Wednesday, March 12, 2008

Hill Country Geology, Part Five

It takes a trained eye to notice granitic xenoliths. Xenoliths, as I have noted elsewhere, are literally "strange stones", bits of other rock that had gotten caught up in flowing magma and managed to maintain aspects of their original character, even if (as in the case of the photo above) they had become partially absorbed into the surrounding melt. Anyway, at first, the granite at my feet looked all alike, except where the solution pits poc-marked its surface, or where the joints ran that linked the pits in a geologic connect-the-dots. But then Julie pointed out a xenolith, and we were all fascinated at the discovery. After all, xenoliths can't be that common, can they, if it had taken us so long to find one?

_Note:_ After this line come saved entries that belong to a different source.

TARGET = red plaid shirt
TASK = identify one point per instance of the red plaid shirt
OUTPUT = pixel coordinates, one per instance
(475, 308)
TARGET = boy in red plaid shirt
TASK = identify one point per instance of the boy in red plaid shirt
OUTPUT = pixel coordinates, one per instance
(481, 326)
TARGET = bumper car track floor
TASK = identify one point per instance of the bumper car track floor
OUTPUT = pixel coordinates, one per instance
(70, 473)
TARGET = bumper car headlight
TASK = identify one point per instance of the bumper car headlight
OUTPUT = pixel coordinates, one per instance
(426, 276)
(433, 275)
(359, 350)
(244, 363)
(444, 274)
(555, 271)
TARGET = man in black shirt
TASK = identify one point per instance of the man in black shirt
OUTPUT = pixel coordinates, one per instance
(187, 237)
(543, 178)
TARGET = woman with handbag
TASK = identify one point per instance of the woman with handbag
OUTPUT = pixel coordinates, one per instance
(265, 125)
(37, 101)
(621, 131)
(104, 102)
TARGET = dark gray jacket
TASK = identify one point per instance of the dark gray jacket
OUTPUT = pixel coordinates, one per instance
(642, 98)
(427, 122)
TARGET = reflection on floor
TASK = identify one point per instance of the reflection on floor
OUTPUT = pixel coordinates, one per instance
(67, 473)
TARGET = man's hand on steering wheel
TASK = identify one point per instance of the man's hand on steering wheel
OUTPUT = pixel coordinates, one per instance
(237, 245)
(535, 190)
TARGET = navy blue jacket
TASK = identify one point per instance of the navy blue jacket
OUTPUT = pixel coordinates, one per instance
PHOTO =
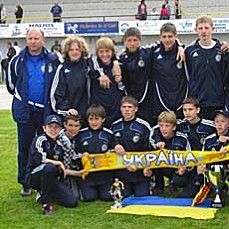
(17, 83)
(178, 142)
(109, 98)
(69, 88)
(43, 148)
(170, 80)
(133, 135)
(96, 141)
(197, 132)
(136, 76)
(208, 74)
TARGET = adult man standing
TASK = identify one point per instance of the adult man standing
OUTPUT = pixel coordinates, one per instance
(29, 79)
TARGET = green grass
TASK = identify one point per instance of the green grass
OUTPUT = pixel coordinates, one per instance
(18, 212)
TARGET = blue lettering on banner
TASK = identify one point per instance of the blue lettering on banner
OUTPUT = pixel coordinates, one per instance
(90, 27)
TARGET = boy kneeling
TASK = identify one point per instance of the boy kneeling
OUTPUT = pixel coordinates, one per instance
(45, 168)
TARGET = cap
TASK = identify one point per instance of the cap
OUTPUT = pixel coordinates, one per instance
(53, 119)
(222, 112)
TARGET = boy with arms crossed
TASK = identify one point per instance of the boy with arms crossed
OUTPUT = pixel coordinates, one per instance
(45, 168)
(132, 134)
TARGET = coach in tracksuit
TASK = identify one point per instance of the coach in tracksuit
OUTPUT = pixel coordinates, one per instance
(29, 79)
(69, 88)
(208, 69)
(132, 134)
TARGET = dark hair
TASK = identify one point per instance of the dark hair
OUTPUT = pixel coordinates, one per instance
(132, 32)
(129, 99)
(168, 28)
(72, 117)
(96, 110)
(191, 100)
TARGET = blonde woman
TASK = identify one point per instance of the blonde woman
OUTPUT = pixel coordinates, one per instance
(69, 88)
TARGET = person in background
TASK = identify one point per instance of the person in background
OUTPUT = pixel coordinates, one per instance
(177, 6)
(16, 47)
(3, 14)
(69, 89)
(166, 136)
(18, 13)
(105, 89)
(45, 169)
(154, 15)
(95, 139)
(132, 134)
(29, 78)
(208, 69)
(142, 10)
(56, 11)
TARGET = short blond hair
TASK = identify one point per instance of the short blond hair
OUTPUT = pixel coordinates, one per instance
(80, 41)
(105, 43)
(167, 116)
(204, 19)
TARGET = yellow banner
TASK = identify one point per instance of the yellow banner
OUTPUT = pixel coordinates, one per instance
(152, 159)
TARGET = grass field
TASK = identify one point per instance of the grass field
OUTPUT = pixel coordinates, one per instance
(18, 212)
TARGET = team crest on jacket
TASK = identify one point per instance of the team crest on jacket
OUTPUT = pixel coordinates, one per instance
(218, 58)
(136, 138)
(117, 134)
(179, 65)
(104, 148)
(141, 63)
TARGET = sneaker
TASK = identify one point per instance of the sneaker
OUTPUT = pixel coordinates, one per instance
(26, 191)
(38, 197)
(47, 209)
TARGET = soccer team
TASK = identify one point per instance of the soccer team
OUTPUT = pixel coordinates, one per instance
(132, 102)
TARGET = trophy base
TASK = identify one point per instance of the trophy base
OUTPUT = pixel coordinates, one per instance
(217, 205)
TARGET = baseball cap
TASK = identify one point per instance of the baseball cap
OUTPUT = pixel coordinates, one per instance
(222, 112)
(53, 119)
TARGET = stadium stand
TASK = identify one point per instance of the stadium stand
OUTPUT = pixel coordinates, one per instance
(107, 10)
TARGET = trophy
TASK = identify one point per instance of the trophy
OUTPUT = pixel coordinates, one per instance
(215, 175)
(116, 193)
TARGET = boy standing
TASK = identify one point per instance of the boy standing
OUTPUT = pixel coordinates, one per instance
(169, 77)
(45, 167)
(208, 69)
(95, 139)
(132, 134)
(166, 136)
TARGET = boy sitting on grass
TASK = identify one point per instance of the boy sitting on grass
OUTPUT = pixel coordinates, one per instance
(45, 168)
(95, 139)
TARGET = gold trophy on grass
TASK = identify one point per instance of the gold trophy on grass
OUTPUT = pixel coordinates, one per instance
(116, 193)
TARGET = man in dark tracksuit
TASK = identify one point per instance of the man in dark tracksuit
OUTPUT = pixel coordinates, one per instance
(29, 79)
(45, 168)
(132, 134)
(208, 69)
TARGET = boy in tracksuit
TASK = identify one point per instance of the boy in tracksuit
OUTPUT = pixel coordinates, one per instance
(165, 135)
(104, 88)
(170, 81)
(95, 139)
(45, 168)
(217, 141)
(196, 129)
(208, 69)
(132, 134)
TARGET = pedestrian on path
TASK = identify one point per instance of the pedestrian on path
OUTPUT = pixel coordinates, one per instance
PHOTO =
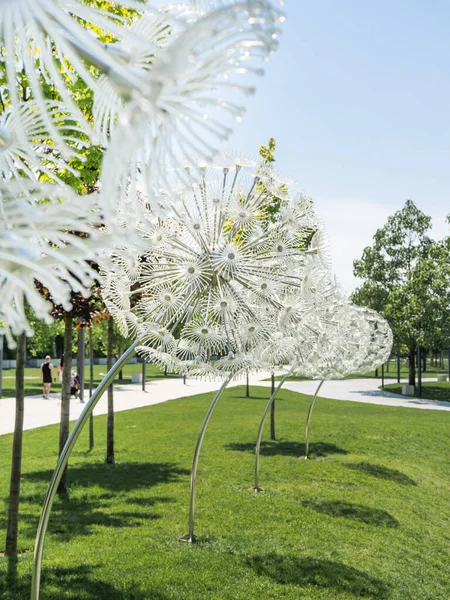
(47, 376)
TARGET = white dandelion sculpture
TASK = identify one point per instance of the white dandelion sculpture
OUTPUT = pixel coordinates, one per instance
(213, 274)
(47, 238)
(48, 42)
(25, 147)
(191, 83)
(348, 339)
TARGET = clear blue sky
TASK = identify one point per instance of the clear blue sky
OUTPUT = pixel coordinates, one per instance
(358, 100)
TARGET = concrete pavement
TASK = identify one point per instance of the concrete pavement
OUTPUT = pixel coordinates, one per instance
(40, 412)
(361, 390)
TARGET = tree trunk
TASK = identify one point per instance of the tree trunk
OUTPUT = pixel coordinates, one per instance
(81, 351)
(16, 466)
(110, 458)
(91, 387)
(272, 411)
(1, 365)
(412, 365)
(65, 395)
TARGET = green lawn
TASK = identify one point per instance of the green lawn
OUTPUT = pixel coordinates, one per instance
(367, 517)
(431, 390)
(33, 384)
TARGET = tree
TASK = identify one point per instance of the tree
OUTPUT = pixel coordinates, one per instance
(110, 457)
(405, 275)
(16, 466)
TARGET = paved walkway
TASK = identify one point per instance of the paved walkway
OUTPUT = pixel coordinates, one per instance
(361, 390)
(40, 412)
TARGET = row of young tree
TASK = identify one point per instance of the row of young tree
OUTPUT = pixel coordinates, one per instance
(406, 277)
(81, 173)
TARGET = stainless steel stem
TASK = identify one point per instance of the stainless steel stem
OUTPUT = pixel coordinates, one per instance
(260, 430)
(308, 418)
(61, 464)
(190, 537)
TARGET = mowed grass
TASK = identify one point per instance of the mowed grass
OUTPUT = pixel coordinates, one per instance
(367, 517)
(431, 390)
(33, 385)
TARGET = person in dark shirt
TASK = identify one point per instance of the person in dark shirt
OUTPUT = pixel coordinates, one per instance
(47, 376)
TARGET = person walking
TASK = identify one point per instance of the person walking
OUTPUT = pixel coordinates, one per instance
(47, 376)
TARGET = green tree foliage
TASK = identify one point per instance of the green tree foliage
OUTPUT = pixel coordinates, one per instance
(406, 278)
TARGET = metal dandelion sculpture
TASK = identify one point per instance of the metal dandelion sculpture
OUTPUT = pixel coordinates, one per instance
(214, 272)
(46, 237)
(335, 339)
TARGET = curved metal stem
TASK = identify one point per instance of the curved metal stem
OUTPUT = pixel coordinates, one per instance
(308, 419)
(190, 537)
(61, 464)
(260, 430)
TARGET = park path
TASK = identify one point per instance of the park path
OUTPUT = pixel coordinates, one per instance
(40, 412)
(362, 390)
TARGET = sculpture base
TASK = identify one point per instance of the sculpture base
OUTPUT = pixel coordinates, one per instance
(188, 539)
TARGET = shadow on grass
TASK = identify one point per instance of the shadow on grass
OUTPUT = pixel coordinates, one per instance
(76, 583)
(285, 448)
(121, 477)
(354, 512)
(321, 573)
(86, 511)
(84, 517)
(382, 473)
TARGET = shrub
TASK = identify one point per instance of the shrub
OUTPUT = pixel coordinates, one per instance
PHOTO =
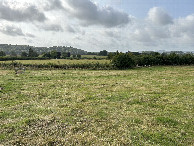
(123, 61)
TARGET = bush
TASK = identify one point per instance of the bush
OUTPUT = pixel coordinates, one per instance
(123, 61)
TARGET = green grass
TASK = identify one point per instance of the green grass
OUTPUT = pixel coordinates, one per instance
(58, 61)
(145, 106)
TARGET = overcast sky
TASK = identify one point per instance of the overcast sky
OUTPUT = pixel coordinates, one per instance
(94, 25)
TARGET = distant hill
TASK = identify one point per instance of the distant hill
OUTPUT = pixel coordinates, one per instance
(18, 49)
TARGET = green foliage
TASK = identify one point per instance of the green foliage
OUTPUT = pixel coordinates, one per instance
(123, 61)
(2, 53)
(24, 54)
(32, 53)
(55, 55)
(103, 53)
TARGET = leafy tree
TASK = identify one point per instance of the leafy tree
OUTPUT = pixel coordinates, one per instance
(103, 53)
(47, 55)
(111, 55)
(2, 53)
(13, 54)
(55, 54)
(79, 56)
(65, 55)
(123, 61)
(32, 53)
(24, 54)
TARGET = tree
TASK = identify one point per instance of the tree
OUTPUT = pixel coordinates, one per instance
(103, 53)
(79, 56)
(55, 54)
(13, 54)
(47, 55)
(2, 53)
(32, 53)
(24, 54)
(123, 61)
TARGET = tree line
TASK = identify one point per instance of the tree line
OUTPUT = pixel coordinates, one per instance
(130, 60)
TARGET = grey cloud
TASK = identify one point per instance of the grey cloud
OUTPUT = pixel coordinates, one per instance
(54, 5)
(70, 29)
(159, 16)
(52, 27)
(183, 27)
(30, 13)
(30, 35)
(12, 31)
(90, 14)
(15, 31)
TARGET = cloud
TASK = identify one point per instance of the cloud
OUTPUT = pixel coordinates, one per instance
(91, 14)
(12, 31)
(159, 16)
(51, 27)
(70, 29)
(30, 35)
(30, 13)
(54, 5)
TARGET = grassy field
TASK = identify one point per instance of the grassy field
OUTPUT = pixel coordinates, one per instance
(145, 106)
(58, 61)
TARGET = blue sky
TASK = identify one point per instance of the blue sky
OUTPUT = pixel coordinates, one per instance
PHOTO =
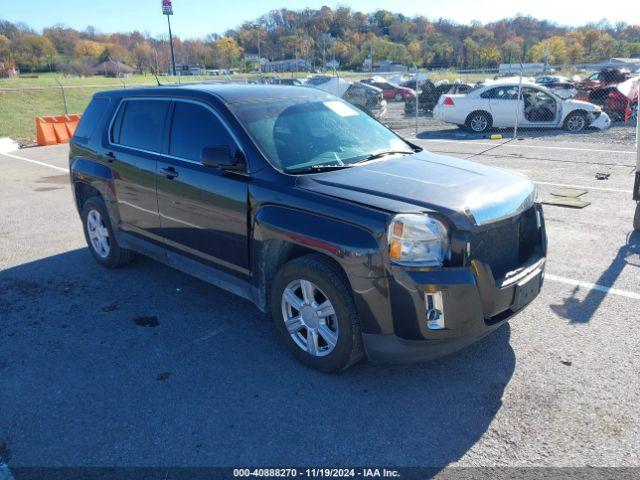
(197, 18)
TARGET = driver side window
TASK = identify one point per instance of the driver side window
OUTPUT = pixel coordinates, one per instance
(195, 127)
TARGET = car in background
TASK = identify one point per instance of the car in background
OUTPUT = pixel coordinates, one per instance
(367, 98)
(431, 92)
(495, 105)
(390, 91)
(296, 82)
(561, 86)
(603, 78)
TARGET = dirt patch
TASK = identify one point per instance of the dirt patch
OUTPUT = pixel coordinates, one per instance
(146, 321)
(110, 308)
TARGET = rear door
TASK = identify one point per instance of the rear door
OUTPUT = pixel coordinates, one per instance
(203, 210)
(135, 142)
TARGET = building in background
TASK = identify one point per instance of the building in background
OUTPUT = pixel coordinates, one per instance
(289, 65)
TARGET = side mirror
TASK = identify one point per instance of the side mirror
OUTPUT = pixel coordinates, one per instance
(220, 156)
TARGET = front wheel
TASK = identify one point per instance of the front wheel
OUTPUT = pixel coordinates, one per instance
(575, 122)
(314, 312)
(99, 235)
(478, 122)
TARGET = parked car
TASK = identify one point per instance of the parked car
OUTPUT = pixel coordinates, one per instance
(285, 81)
(430, 93)
(390, 91)
(603, 78)
(367, 98)
(619, 101)
(561, 86)
(356, 241)
(496, 105)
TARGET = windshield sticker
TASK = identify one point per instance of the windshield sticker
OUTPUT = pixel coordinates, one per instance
(340, 108)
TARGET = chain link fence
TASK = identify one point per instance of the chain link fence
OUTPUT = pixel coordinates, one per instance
(446, 105)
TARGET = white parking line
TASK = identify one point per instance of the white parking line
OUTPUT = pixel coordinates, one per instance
(584, 187)
(36, 162)
(520, 145)
(592, 286)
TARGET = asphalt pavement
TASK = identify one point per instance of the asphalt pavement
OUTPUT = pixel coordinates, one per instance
(147, 366)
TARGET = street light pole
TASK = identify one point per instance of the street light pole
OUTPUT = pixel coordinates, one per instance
(173, 60)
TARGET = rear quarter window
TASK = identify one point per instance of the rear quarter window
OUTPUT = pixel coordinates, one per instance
(91, 116)
(142, 124)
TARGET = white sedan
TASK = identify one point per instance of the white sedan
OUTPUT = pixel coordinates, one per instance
(496, 105)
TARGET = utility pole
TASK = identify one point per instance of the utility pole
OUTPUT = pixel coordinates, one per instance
(259, 56)
(324, 51)
(167, 9)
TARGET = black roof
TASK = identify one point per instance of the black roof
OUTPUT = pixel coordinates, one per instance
(232, 93)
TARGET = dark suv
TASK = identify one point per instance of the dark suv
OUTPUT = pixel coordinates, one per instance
(355, 240)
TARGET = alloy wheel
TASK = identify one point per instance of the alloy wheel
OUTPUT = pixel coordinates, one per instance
(98, 234)
(309, 317)
(479, 123)
(576, 123)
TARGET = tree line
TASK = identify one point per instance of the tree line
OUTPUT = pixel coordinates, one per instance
(321, 35)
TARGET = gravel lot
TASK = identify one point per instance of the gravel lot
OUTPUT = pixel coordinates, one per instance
(146, 366)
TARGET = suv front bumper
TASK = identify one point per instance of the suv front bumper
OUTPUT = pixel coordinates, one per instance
(473, 305)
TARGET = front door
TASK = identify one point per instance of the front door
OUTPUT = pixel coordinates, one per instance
(540, 108)
(503, 102)
(203, 210)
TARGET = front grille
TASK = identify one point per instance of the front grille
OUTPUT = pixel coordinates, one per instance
(506, 247)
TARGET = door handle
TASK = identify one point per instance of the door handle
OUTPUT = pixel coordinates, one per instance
(169, 172)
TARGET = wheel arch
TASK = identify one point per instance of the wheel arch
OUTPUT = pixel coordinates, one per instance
(281, 234)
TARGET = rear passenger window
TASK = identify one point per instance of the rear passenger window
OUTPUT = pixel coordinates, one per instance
(91, 116)
(142, 124)
(194, 127)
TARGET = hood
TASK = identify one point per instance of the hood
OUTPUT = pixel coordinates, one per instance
(467, 193)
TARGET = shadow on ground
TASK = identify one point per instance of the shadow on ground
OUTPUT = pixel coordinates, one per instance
(582, 311)
(146, 366)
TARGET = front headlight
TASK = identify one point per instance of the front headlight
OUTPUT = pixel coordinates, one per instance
(418, 240)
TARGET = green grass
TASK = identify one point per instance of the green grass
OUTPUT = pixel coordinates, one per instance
(23, 99)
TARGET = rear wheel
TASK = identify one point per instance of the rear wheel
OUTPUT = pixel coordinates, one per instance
(478, 122)
(575, 122)
(100, 237)
(314, 312)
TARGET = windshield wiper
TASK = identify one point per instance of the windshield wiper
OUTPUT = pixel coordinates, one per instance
(375, 156)
(319, 168)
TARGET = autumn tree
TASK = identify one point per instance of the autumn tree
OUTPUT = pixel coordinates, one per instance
(34, 52)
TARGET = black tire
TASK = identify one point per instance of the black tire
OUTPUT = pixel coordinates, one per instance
(330, 279)
(479, 118)
(117, 256)
(575, 116)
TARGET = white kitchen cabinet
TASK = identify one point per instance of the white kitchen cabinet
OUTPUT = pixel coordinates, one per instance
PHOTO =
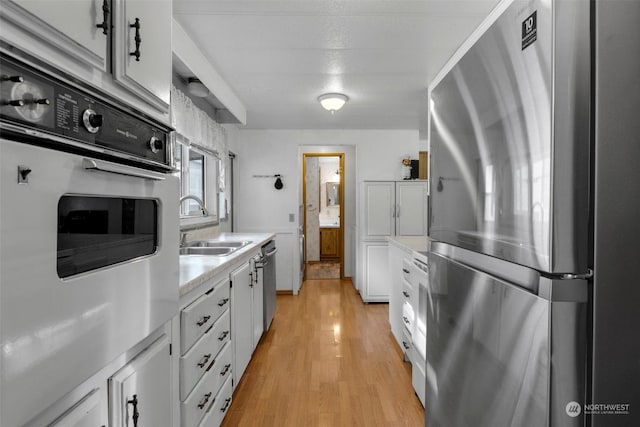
(206, 354)
(140, 392)
(396, 296)
(132, 61)
(71, 26)
(389, 208)
(87, 412)
(394, 209)
(376, 272)
(142, 49)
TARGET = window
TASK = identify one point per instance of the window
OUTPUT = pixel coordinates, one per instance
(198, 178)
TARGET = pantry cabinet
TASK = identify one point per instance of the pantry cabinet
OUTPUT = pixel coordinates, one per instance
(122, 47)
(389, 208)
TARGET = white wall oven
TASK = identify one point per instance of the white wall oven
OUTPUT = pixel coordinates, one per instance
(89, 235)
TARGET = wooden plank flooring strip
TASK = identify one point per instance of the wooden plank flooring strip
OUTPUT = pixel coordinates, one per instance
(327, 360)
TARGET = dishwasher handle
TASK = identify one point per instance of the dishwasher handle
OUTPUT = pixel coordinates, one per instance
(271, 253)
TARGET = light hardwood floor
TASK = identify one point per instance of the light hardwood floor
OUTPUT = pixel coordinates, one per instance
(327, 360)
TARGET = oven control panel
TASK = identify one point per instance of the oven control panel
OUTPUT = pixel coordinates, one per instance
(34, 101)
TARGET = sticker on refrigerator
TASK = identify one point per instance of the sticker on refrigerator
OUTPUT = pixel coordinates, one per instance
(529, 30)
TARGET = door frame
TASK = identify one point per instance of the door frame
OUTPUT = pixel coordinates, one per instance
(342, 203)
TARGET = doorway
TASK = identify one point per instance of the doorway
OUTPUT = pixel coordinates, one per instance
(323, 200)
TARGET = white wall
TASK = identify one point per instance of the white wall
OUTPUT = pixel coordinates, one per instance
(369, 154)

The reality was that xenoliths of all sorts were all over both of the pavement outcrops we explored. Some were darker than the granite, and were probably true bits of the "country rock" that had been intruded, while others were lighter granitic phases. The novelty wore off, though I was still entranced by some of them -- particularly a large (maybe eight inches long) xenolith of finer grained granite that had weathered out a bit from the surrounding rock (see below). Julie explained to me that the xenolith, which was just downhill from a zone of finer-grained granite, was probably part of the finer-grained phase that, having cooled early in the history of the melt, somehow got ripped away from the rest and incorporated into the remaining
magma. Now, it rises from the granite pavement surface like a miniature Stone Mountain, channelling the flow of rainwater down the rock, causing a small solution pit to form just downhill. I took several photographs of it, thinking about how small a difference in erodibility can, in turn, can cause such noteworthy topographic expression. I was beginning to appreciate the subtle nuances of granite bodies, though the relationship was strictly plutonic.